[Air-L] Affective fabrics of digital cultures: feelings, technologies, politics [registration details coming soon]

Adi Kuntsman adi_kuntsman at yahoo.com
Thu Feb 25 02:54:13 PST 2010


Dear colleagues,

The CFP for this event is now closed. Programme and registration details will be available in March. Early registration is highly recommended.
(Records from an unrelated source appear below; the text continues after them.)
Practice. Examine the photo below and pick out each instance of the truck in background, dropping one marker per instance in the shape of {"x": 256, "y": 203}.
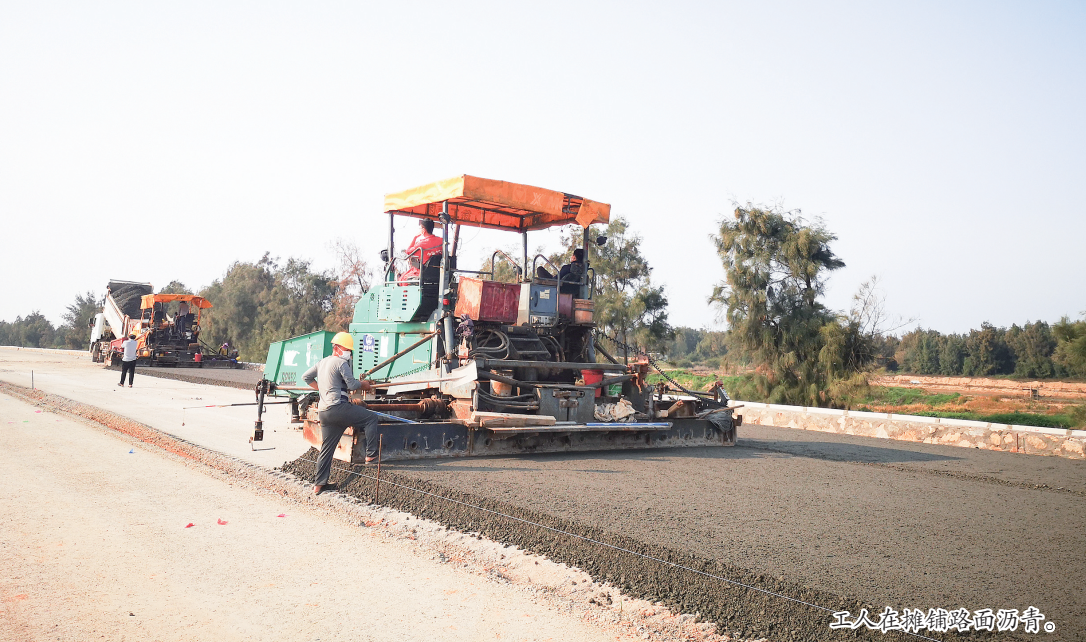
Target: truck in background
{"x": 120, "y": 316}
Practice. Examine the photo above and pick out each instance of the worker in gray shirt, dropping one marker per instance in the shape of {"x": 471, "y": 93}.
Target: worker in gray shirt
{"x": 333, "y": 378}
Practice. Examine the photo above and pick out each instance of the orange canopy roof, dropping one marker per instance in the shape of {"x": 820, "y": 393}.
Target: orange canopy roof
{"x": 150, "y": 300}
{"x": 480, "y": 202}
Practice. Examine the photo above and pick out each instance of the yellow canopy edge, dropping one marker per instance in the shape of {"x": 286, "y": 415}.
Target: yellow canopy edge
{"x": 149, "y": 300}
{"x": 481, "y": 202}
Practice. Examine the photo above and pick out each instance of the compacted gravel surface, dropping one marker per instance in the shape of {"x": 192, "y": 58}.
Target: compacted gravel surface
{"x": 830, "y": 521}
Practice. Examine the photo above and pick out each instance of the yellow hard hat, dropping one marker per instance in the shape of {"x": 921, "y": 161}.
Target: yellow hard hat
{"x": 343, "y": 340}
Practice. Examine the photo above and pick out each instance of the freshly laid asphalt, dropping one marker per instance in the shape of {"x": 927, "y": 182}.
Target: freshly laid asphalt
{"x": 875, "y": 521}
{"x": 885, "y": 523}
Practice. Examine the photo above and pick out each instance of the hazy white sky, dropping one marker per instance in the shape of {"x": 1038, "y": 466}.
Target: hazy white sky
{"x": 944, "y": 143}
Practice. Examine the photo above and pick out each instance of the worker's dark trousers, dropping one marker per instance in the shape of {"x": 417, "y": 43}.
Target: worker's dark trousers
{"x": 129, "y": 368}
{"x": 333, "y": 422}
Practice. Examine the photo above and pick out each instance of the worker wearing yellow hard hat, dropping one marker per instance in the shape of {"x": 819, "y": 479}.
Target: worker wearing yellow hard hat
{"x": 344, "y": 340}
{"x": 333, "y": 377}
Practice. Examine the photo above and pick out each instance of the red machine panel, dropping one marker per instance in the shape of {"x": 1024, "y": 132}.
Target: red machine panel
{"x": 488, "y": 301}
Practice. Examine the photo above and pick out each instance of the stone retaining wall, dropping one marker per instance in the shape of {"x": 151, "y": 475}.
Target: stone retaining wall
{"x": 960, "y": 432}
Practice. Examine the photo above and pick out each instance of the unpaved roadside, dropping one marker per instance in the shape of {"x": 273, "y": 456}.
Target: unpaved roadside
{"x": 93, "y": 544}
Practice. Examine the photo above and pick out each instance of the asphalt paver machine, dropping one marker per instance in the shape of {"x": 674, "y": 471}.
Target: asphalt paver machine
{"x": 468, "y": 365}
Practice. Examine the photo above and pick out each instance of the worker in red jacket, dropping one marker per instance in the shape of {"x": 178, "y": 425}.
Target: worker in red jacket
{"x": 418, "y": 252}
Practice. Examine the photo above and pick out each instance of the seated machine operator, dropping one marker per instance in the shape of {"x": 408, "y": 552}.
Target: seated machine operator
{"x": 572, "y": 273}
{"x": 421, "y": 248}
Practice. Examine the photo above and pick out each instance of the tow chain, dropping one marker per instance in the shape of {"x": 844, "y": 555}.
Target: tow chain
{"x": 408, "y": 373}
{"x": 652, "y": 362}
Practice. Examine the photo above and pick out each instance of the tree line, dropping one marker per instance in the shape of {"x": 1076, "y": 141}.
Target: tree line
{"x": 788, "y": 347}
{"x": 1035, "y": 350}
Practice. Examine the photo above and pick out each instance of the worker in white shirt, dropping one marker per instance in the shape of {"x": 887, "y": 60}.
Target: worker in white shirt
{"x": 128, "y": 361}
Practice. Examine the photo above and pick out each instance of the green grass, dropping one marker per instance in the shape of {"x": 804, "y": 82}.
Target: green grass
{"x": 1012, "y": 418}
{"x": 892, "y": 395}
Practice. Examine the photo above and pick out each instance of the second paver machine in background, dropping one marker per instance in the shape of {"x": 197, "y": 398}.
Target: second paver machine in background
{"x": 469, "y": 365}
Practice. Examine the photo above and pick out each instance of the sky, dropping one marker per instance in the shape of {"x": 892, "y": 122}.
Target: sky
{"x": 943, "y": 142}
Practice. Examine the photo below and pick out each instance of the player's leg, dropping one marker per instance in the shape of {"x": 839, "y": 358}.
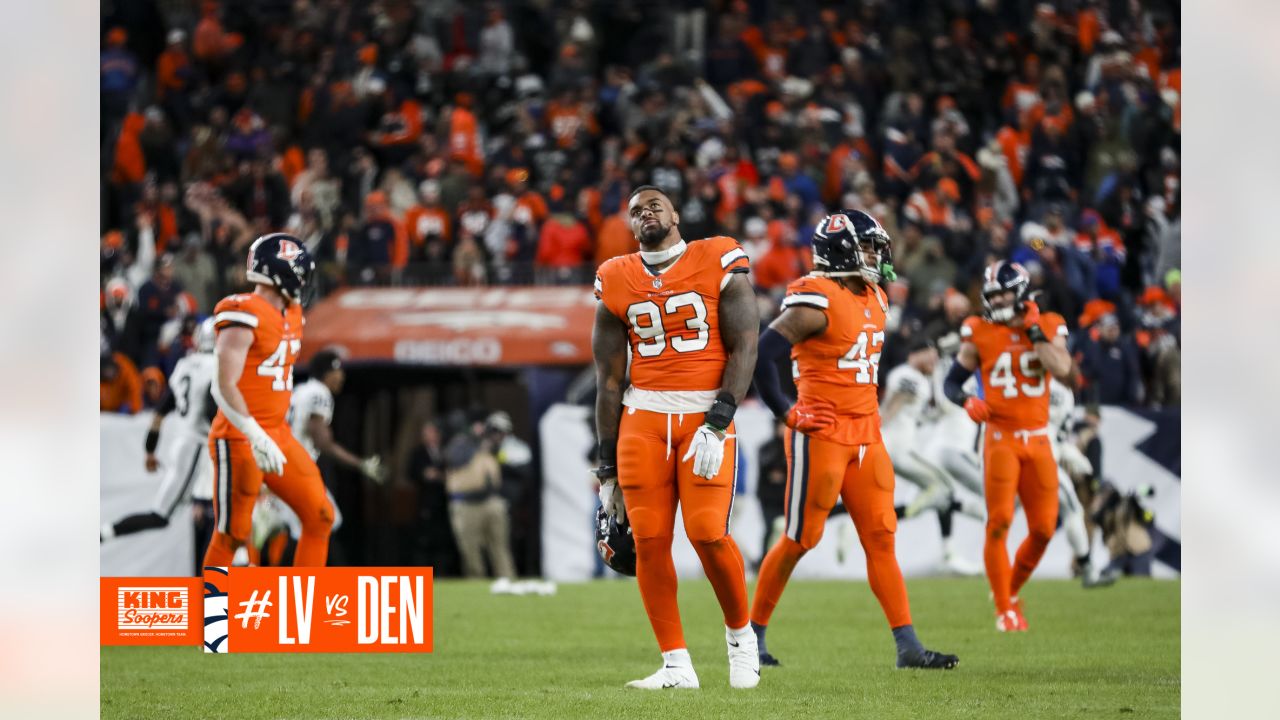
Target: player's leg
{"x": 814, "y": 474}
{"x": 868, "y": 492}
{"x": 1037, "y": 488}
{"x": 498, "y": 537}
{"x": 1001, "y": 493}
{"x": 301, "y": 487}
{"x": 707, "y": 506}
{"x": 647, "y": 474}
{"x": 179, "y": 470}
{"x": 237, "y": 481}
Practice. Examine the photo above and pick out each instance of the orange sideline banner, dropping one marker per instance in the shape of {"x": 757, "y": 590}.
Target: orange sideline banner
{"x": 456, "y": 326}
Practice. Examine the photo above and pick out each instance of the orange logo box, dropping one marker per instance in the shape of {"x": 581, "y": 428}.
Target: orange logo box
{"x": 150, "y": 610}
{"x": 319, "y": 610}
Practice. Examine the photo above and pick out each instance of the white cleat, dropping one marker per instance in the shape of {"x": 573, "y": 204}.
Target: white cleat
{"x": 956, "y": 565}
{"x": 670, "y": 677}
{"x": 744, "y": 659}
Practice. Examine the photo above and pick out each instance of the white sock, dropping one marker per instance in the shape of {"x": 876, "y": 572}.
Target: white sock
{"x": 677, "y": 657}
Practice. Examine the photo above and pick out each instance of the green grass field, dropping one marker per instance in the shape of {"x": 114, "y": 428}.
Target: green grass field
{"x": 1089, "y": 654}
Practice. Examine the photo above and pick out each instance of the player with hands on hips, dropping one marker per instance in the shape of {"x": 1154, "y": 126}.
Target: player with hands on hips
{"x": 685, "y": 315}
{"x": 250, "y": 442}
{"x": 832, "y": 329}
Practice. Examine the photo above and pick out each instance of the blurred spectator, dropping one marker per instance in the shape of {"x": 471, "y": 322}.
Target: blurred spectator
{"x": 478, "y": 511}
{"x": 1110, "y": 365}
{"x": 616, "y": 238}
{"x": 158, "y": 305}
{"x": 378, "y": 242}
{"x": 119, "y": 386}
{"x": 118, "y": 69}
{"x": 772, "y": 484}
{"x": 122, "y": 322}
{"x": 433, "y": 527}
{"x": 152, "y": 387}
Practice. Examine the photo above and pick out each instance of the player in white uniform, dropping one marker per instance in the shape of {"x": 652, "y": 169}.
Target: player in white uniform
{"x": 310, "y": 415}
{"x": 186, "y": 464}
{"x": 908, "y": 395}
{"x": 1072, "y": 461}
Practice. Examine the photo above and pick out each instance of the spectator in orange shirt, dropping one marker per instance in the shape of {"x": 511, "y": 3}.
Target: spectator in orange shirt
{"x": 119, "y": 386}
{"x": 785, "y": 260}
{"x": 616, "y": 238}
{"x": 429, "y": 226}
{"x": 563, "y": 244}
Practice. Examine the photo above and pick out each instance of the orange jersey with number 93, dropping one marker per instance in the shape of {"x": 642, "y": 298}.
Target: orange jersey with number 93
{"x": 841, "y": 364}
{"x": 1014, "y": 383}
{"x": 266, "y": 381}
{"x": 673, "y": 317}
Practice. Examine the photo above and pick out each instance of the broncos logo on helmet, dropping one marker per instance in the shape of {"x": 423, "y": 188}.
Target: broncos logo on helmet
{"x": 615, "y": 543}
{"x": 997, "y": 279}
{"x": 840, "y": 242}
{"x": 282, "y": 261}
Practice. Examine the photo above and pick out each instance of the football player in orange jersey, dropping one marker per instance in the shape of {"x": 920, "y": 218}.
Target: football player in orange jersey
{"x": 832, "y": 326}
{"x": 1013, "y": 345}
{"x": 686, "y": 317}
{"x": 259, "y": 337}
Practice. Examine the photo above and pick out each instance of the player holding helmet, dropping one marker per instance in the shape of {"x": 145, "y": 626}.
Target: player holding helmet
{"x": 832, "y": 324}
{"x": 1015, "y": 347}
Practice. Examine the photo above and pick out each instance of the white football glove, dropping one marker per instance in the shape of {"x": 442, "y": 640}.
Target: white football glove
{"x": 611, "y": 497}
{"x": 373, "y": 468}
{"x": 266, "y": 454}
{"x": 708, "y": 452}
{"x": 1074, "y": 461}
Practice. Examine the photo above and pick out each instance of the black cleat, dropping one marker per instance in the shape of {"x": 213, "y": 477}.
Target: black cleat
{"x": 928, "y": 660}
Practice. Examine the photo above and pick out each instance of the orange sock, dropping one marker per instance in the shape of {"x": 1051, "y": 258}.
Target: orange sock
{"x": 222, "y": 550}
{"x": 1038, "y": 490}
{"x": 656, "y": 574}
{"x": 775, "y": 572}
{"x": 868, "y": 493}
{"x": 722, "y": 561}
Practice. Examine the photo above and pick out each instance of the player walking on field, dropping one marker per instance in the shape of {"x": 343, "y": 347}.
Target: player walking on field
{"x": 685, "y": 315}
{"x": 832, "y": 326}
{"x": 259, "y": 337}
{"x": 1014, "y": 346}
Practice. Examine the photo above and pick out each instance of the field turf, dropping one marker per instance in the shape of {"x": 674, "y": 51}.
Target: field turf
{"x": 1089, "y": 654}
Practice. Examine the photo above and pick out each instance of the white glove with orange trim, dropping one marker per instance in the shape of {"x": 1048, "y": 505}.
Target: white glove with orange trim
{"x": 708, "y": 452}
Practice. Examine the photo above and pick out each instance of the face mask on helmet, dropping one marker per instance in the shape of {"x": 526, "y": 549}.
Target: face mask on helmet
{"x": 840, "y": 247}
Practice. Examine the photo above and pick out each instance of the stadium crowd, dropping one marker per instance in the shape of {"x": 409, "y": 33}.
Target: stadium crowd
{"x": 447, "y": 142}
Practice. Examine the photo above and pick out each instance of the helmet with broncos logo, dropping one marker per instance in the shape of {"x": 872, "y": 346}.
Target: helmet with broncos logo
{"x": 840, "y": 242}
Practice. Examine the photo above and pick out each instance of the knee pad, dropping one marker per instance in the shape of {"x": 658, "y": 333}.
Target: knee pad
{"x": 996, "y": 529}
{"x": 705, "y": 527}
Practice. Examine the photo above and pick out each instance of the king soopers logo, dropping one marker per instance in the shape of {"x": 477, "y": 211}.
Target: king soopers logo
{"x": 152, "y": 609}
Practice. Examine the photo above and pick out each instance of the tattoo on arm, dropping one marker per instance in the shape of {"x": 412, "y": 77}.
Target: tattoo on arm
{"x": 609, "y": 347}
{"x": 740, "y": 331}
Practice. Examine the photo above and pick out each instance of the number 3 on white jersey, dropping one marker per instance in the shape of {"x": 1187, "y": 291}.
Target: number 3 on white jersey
{"x": 274, "y": 365}
{"x": 858, "y": 358}
{"x": 1002, "y": 374}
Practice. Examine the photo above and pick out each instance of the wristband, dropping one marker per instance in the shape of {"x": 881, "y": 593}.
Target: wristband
{"x": 722, "y": 411}
{"x": 608, "y": 454}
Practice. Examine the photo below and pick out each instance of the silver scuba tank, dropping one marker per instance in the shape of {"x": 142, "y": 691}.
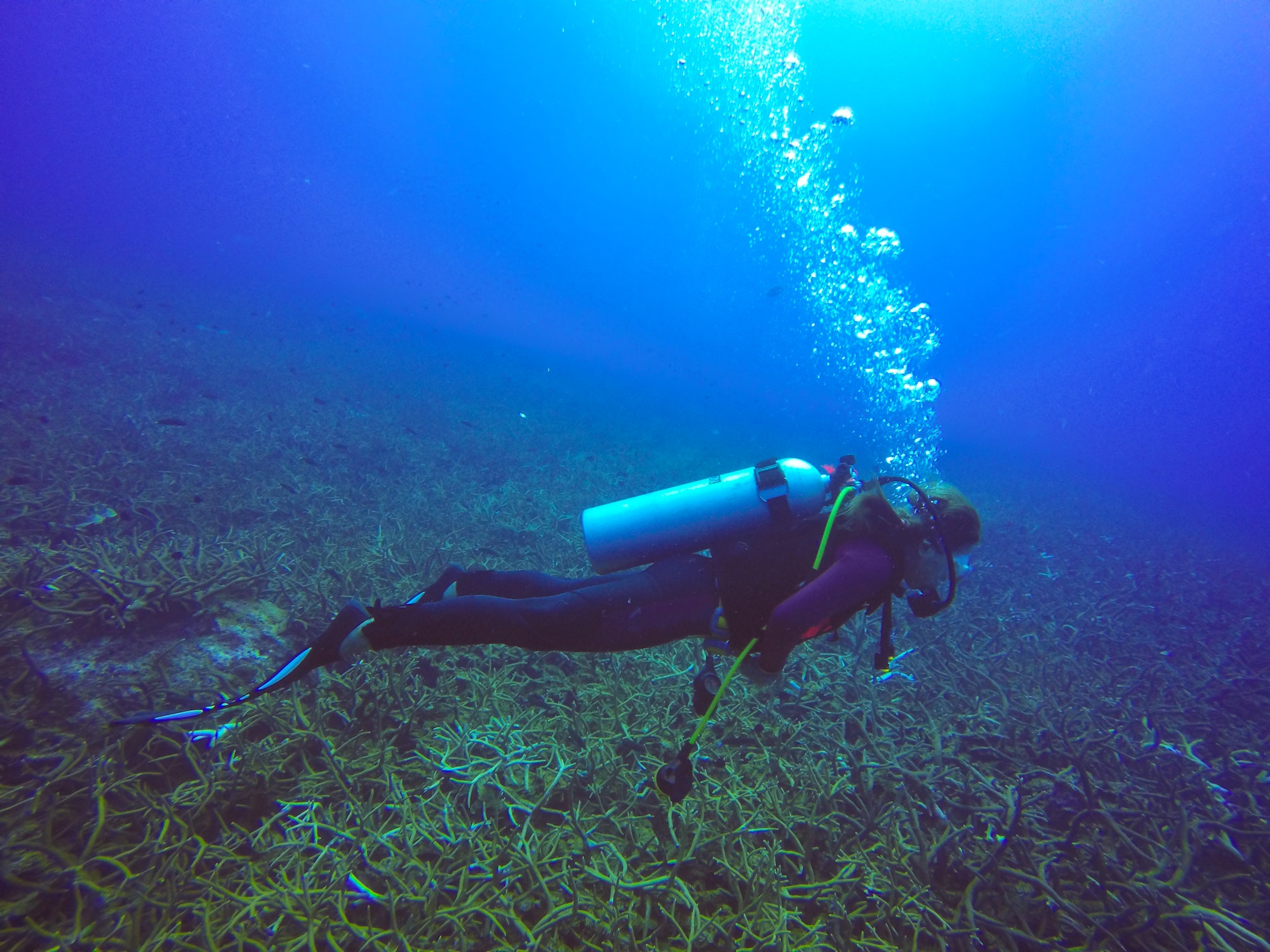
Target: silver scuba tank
{"x": 702, "y": 515}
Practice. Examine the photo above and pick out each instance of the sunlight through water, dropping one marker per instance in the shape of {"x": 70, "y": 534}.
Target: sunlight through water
{"x": 860, "y": 332}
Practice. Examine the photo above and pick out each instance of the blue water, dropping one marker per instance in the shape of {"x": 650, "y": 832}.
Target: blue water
{"x": 1080, "y": 192}
{"x": 300, "y": 303}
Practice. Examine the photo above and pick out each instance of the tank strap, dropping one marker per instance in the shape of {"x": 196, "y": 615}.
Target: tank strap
{"x": 886, "y": 649}
{"x": 774, "y": 489}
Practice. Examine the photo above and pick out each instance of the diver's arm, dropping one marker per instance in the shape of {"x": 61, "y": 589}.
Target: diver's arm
{"x": 859, "y": 573}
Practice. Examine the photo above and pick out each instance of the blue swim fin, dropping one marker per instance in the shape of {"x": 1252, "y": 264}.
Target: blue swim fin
{"x": 326, "y": 651}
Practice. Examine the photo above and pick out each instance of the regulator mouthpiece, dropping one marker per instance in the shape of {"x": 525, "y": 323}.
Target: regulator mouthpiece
{"x": 705, "y": 686}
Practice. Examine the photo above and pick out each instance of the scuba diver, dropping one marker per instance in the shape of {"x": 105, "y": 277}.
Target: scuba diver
{"x": 794, "y": 553}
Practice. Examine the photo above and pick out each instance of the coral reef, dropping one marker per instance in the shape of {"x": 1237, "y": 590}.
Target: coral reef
{"x": 1074, "y": 757}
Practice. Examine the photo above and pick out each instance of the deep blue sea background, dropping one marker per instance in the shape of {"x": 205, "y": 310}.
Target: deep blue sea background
{"x": 1081, "y": 190}
{"x": 300, "y": 303}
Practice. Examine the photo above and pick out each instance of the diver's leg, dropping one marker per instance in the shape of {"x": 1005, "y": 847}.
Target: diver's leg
{"x": 525, "y": 585}
{"x": 669, "y": 601}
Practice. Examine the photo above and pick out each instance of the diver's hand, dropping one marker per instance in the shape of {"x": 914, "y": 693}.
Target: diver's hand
{"x": 774, "y": 651}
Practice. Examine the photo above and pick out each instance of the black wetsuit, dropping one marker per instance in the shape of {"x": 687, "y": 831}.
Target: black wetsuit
{"x": 760, "y": 585}
{"x": 666, "y": 601}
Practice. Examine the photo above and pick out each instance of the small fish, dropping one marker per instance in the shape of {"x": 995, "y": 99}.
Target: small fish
{"x": 97, "y": 517}
{"x": 365, "y": 892}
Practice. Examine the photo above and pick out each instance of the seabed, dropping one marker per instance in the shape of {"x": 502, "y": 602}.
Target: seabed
{"x": 1074, "y": 757}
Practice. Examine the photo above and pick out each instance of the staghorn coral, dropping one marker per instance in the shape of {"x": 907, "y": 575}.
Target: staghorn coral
{"x": 1079, "y": 761}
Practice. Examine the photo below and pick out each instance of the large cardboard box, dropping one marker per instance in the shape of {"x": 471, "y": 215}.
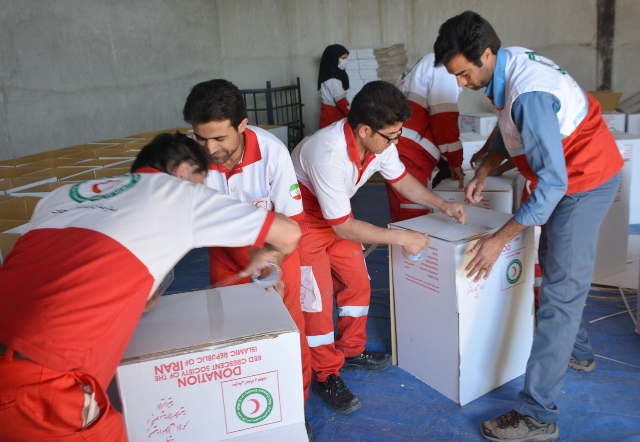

Watch this space!http://www.socialsciences.manchester.ac.uk/ricc/events/digital_affect/index.html


3-4
June 2010, The University of Manchester 
Plenary
speakers:
Una Chung (Sarah Lawrence College), Patricia Clough (Queens College,
CUNY), Anne-Marie Fortier (Lancaster University), Melissa Gregg (The University
of Sydney), Athina Karatzogianni (The University of Hull), Luciana Parisi
(Goldsmith, University of London)
Organiser: Adi Kuntsman (RICC, The University of Manchester)
This
two-day international conference brings into creative tension two fields that
are receiving growing scholarly attention: cultural studies of affect, public
feelings and the politics of emotion, on the one hand, and scholarship on
digital culture, new media and information-communication technologies, on the
other. The conference aims to create a space for intellectual dialogue between
the two fields by examining the relations between technologies, and in
particular, new digital technologies – the Internet, digital cinema and
photography, mobile communication, CCTVs, computer games – and affective
politics.
Bringing together contributions from the fields of sociology, media and
cultural studies, arts, politics and science and technology studies, the
conference will engage with the following questions:  How does affect work
in on-line networks and digital assemblages? What are the affective regimes of
on-line sociality? What kind of perceptions, sensations, affective movements
and public feelings emerge in our highly mediated and digitalised environments?
What is the cybertouch of war, violence, terror? What are the structures of
feeling that operate in the digitalised everyday and computerised ordinary? How
can we theorise psycho-political formations of nation, race, empire, population
and generation in the age of digital reproduction, mediated visions and
globalised communication technologies? How do digital cultures shape our
political horizons of fear, anxiety, mourning, hate, hope?